Studying the impact of digital collections with Wiki-Data

This blog post was written by Marcin Wilkowski from Digital Humanities Laboratory at the University of Warsaw. More: his blog wilkowski.org and Twitter (@marcinwilkowski)

It's clear that in order to study the impact of digital collections, the GLAM sector needs data – data that is useful and easy-to-aggregate. Some basic information can be accessed relatively easy: the number of files made available on digital repositories, and the views/users statistics from Google Analytics or PiWik. These can easily be obtained and presented in annual institution reports. Europeana does this for example via the Statistics Dashboard. But data of this type is limited in its use for analysing impact due to its bespoke nature. It is gathered in relation to a website, while digital content is available in many places on the Internet and is, by its nature, shareable.

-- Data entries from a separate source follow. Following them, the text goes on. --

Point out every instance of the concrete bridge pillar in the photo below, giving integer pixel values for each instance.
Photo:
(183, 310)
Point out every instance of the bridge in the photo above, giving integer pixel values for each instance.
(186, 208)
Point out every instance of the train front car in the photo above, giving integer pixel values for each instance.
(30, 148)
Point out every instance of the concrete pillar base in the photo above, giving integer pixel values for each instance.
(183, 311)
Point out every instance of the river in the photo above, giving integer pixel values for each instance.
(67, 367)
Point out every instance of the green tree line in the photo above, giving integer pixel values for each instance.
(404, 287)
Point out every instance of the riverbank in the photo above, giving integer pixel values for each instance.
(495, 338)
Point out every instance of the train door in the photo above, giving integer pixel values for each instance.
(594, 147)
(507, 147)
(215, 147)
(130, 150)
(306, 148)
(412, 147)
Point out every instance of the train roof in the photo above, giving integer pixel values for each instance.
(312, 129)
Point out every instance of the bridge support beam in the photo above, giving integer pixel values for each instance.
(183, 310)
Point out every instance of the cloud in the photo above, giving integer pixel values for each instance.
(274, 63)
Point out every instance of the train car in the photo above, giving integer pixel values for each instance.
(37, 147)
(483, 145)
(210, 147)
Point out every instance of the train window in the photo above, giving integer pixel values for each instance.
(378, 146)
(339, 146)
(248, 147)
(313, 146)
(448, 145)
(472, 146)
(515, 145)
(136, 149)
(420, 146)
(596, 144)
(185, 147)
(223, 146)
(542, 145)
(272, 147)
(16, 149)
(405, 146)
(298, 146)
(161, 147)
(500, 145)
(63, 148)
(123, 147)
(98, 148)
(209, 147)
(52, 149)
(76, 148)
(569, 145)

For example, the famous “Milkmaid” from the Rijksmuseum’s collection is available on thousands of websites. But when measuring the impact of that digital reproduction with Google Analytics we can only tell how many views it has generated on the museum’s official official site. But what about other places the Milkmaid can be found? Shall we ignore them only because they are unofficial and files are often published in low quality? It seems that tools to measure an images’ reach on the Web do exist ‒ think of popular ones such as the Google Images Search. But even if we were able to find the alternative and unofficial publishers of our digital heritage content, more work needs to be done to measure the impact of those mirror sites. An institution would need further research to find answers on how many people reach the digital reproductions and for what purpose they are being used.

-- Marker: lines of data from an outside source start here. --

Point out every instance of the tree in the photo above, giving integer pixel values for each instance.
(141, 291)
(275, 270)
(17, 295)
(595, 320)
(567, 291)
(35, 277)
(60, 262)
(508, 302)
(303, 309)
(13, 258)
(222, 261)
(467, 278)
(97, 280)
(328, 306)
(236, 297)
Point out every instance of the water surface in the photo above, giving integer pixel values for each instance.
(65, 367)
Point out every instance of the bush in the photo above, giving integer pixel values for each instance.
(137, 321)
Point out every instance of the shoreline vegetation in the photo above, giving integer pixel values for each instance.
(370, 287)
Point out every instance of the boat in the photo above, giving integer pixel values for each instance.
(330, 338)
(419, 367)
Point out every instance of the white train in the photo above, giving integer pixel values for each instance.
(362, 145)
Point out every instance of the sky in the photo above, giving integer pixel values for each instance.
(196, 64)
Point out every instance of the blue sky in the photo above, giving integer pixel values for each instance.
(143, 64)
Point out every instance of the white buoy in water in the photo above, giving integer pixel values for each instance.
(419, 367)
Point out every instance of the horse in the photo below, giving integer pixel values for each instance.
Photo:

Different version of Vermeer's Milkmaid as found on Google Image search in 2013. By Joris Pekel (CC0).

But there is one popular, widely known and massively used digital space where our content can easily be republished: Wikipedia and its sister projects, notably Wikimedia Commons. Wikimedia projects, with hundreds of millions of unique visitors per month, can be a reliable source of impact data for our GLAM efforts, thanks to the general open policy of Wikipedia and its sister projects (open licenses or public domain on content, and the public domain status of the data itself). It generally means that all public data gathered via Wikipedia and its sister projects should be available via open datasets for free reuse and all research purposes. You can access the content and data from Wikimedia projects on the data dumps page using a special API or even by querying the database with a Quarry interface . So using data generated by Wiki projects as a source of impact data can help our efforts to build a more reliable framework for measuring the impact of digital collections.

But what exactly can be measured?

When our files are copied into Wikimedia Commons, we can find not only how many views they have generated during a period of time, but also for what purposes they have been used within the Wikipedia environment. Even if an institution doesn’t contribute to Wikimedia Commons directly, we still can find out the impact of its digital collections. Tools and resources to do this are:

BaGLAMa 2: BaGLAMa displays page view statistics for pages on Wikipedia and other Wikimedia projects which contain Commons files in a specific category. If your institution publishes collection on Wikimedia Commons within one category, you can check which files have been used to illustrate specific Wikipedia entries, or which are available in other Wikimedia projects (ie. Wikipedia articles in other languages, or sister projects like Wikivoyage or Wikinews). This information helps us to answer the following questions:

- for what purposes is our visual content used?
- how many views does it generate within Wikipedia and other wikiprojects?
- why is our content, available on Wikimedia Commons, not reused on Wikipedia pages?
- what are the differences in usage of our files/media between Wikipedia language versions?

GLAMorous: GLAMorous allows you to check the usage of specific images across different Wikimedia projects. You can check how many times an image is currently published within Wikimedia articles and in which language versions. The data is available also in xml format, so you can easily reuse it for your purposes. Questions that can be answered with that data include:

- how many of our files are used within all Wikimedia projects?
- for what purposes is our visual content used?

You can predict the future impact of your content in Wikimedia Commons and decide which photos or scans are worthy to be added to its repository and you can also check traffic stats of Wikipedia entries by using a tool available at http://stats.grok.se/. If you discover that many users are interested in a certain topic, you can prepare some visual resources to illustrate related articles and upload relevant content to Wikimedia Commons.

But what if your institution cannot publish on Wikimedia Commons because of copyright issues? The Wikimedia environment supports only open or public domain content ‒ this is the basic rule of publishing anything to that repository. If an institution already publishes scans on its own digital library or digital archive, it is possible that some Wikipedia articles can link to these external sources. You can easily check this by using the external link tracker. Such information can support your efforts for making specific content from your institution available on the Commons. And more wikimedia tools for culture sector can be found on GLAM-Wiki page.